Vicki: And that’s what we need to do. We’ll include in the Shownotes some schools that are trying to adopt schools in Houston, there are principals who are connecting. There are ways to connect. And it helps all of us to be connected and be there for each other, because – you know, it’s somebody in Houston today. It’ll be you tomorrow. It was me yesterday. I mean we were dealing with the tornadoes and the winds here in south Georgia just back in January. We still have people recovering. But when we’re there for each other, it really does give us hope, doesn’t it?
Steven: Absolutely. Community is so important. We are social beings, and it helps the victims and the survivors, and it also helps the people who are helping.

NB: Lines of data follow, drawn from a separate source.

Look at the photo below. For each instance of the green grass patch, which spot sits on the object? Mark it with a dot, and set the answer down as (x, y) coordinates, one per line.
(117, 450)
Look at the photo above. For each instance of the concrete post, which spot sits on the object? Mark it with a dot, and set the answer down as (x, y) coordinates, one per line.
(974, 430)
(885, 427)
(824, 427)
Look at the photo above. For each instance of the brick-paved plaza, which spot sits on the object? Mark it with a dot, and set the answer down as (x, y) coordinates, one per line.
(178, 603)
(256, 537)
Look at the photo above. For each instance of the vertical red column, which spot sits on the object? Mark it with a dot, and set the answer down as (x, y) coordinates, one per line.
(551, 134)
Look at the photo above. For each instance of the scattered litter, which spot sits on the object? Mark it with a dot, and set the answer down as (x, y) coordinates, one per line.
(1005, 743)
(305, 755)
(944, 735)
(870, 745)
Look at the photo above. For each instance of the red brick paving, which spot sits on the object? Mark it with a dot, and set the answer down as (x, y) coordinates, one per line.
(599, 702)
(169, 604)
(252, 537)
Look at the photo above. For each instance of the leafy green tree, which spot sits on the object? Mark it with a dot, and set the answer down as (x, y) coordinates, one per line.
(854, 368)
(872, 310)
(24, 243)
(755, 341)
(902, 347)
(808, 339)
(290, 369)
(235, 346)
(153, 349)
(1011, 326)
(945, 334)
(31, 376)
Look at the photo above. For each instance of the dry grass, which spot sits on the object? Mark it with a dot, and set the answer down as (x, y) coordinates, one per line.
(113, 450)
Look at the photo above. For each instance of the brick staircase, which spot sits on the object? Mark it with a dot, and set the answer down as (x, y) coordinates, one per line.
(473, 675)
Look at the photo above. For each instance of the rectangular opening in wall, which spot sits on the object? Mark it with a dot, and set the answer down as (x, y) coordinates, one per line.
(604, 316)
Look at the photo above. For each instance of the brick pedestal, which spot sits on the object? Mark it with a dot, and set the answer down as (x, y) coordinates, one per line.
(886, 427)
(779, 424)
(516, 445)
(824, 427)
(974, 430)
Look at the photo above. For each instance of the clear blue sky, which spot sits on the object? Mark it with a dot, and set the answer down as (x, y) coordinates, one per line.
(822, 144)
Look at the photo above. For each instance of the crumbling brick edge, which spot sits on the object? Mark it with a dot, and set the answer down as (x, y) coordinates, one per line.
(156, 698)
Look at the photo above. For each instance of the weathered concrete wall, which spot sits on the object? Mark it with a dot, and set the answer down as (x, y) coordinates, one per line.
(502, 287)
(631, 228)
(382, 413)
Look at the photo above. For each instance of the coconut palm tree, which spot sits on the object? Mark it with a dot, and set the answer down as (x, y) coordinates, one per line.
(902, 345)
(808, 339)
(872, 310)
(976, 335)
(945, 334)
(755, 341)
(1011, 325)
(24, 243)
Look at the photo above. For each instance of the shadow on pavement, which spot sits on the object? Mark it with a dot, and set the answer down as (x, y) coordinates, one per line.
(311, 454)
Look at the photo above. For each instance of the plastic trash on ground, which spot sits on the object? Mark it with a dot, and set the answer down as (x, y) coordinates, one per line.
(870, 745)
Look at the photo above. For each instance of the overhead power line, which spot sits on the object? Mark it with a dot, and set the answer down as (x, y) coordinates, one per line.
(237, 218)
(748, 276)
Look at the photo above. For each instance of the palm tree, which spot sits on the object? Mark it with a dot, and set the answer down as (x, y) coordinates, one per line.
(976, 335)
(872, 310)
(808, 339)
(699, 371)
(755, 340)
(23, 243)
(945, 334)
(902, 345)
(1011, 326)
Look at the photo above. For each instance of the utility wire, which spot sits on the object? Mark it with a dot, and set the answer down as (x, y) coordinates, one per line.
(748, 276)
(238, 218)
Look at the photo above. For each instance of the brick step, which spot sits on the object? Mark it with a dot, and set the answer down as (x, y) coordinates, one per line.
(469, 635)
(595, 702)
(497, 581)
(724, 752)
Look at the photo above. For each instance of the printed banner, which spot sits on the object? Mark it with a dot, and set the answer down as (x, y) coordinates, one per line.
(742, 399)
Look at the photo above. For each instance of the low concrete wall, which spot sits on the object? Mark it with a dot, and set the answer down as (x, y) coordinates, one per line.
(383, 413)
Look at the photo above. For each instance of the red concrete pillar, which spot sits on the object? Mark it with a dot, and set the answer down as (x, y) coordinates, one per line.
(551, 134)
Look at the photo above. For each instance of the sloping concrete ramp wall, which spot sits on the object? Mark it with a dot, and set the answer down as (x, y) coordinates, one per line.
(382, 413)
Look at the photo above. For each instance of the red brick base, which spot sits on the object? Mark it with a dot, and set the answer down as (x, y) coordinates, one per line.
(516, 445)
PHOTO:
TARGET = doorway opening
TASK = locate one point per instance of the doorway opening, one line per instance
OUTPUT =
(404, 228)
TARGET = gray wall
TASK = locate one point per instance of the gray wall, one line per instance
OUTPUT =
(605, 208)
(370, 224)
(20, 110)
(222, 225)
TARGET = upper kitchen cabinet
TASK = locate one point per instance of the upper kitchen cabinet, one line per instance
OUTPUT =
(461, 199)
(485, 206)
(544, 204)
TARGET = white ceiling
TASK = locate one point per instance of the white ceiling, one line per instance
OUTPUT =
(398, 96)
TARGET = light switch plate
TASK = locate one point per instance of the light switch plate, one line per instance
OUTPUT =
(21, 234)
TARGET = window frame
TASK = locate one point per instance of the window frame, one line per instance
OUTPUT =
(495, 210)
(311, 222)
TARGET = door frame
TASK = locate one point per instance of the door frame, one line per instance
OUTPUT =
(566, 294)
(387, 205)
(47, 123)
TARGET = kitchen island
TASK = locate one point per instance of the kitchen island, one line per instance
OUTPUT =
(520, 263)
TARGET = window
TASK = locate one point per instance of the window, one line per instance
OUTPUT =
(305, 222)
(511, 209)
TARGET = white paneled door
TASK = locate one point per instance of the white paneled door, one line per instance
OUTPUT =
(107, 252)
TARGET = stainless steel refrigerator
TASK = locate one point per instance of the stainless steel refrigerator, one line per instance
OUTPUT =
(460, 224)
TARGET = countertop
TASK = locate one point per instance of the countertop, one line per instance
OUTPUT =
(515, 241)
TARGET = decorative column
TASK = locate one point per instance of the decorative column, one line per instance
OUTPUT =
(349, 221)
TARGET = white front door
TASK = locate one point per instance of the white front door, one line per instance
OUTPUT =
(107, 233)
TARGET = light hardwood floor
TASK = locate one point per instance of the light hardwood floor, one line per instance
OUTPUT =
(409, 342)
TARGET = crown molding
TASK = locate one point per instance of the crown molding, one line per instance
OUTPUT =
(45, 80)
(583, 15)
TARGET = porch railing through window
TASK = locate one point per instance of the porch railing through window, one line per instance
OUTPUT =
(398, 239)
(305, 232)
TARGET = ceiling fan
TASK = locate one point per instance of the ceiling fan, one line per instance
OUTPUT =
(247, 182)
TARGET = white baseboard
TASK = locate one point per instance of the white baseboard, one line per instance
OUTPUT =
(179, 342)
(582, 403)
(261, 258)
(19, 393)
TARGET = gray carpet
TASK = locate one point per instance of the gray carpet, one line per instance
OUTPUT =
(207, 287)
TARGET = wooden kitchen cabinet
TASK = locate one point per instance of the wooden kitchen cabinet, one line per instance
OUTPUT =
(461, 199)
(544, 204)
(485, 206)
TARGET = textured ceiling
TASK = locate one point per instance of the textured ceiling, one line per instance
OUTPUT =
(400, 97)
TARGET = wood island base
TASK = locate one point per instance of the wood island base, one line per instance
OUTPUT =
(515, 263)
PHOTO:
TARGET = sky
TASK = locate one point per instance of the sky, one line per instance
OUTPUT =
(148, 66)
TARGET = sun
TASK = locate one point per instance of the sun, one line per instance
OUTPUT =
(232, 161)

Vicki: So educators, thank you for listening to this special episode of the “Ten Minute Teacher.” Again, we decided to go longer than ten minutes because this is an important topic that we needed to discuss. I hope that it’ll be something that you can share, and really help those [in need]. And if you’re listening, and you are impacted by Harvey or any other disaster – You are important. You are cared about. There are many of us who love you very much and are praying for you. And you are not alone.
Transcribed by Kymberli Mulford
Bio as Submitted
Steven Berkowitz, M.D is a Child and Adolescent Psychiatrist and an Associate Professor of Clinical Psychiatry at the University of Pennsylvania, and the Director of the Penn Center for Youth and Family Trauma Response and Recovery, which provides evidence-based practices for traumatized youth.
In addition, he is the Medical Director of the new Integrated Care Program at the Children’s Hospital of Philadelphia, Healthy Minds Healthy Kids.